Edward Loure is a Tanzanian tribal activist. He is a member of the Maasai people. Loure was awarded the Goldman Environmental Prize in 2016, for his efforts of defending the Maasaian traditional way of life, which has been threatened by commercial tourism.

==Life and work==
Edward Loure grew up in a pastoral tribal community in the Simanjiro plains, near Tarangire National Park. His family raised cattle and lived a semi-nomadic lifestyle. Motivated by his upbringing, he dedicated his efforts to the Ujamaa Community Resource Team (UCRT) in order to safeguard the Maasaian way of life. Traditionally, pastoralist communities coexisted with migratory wildlife while subsisting off the land. The Maasai seasonally move their herds, managing their livestock to prevent overgrazing and help maintain the ecosystem. As a young man, Loure became aware that the Maasai people's lands were being reduced and their access restricted due to the growth of tourism and the creation of national parks.
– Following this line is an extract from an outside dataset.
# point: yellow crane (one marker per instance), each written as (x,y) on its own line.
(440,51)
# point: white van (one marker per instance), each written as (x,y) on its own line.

This has led to some Indigenous peoples being displaced from their native lands, becoming conservation refugees. Furthermore, the government engaged in covert land sales to the safari and game-hunting industries without first engaging with local indigenous populations.

Loure led the UCRT movement, with the support of Maasai elders, to secure communal rights for their land. This work resulted in the Tanzanian government issuing the first-ever Certificate of Customary Right of Occupancy (CCRO) to a member of the Maasai community. As of 2021, through the use of CCROs the UCRT movement has secured 200,000 acres of rangeland. The UCRT movement aims to promote the CCRO model and community-based land titling throughout Tanzania.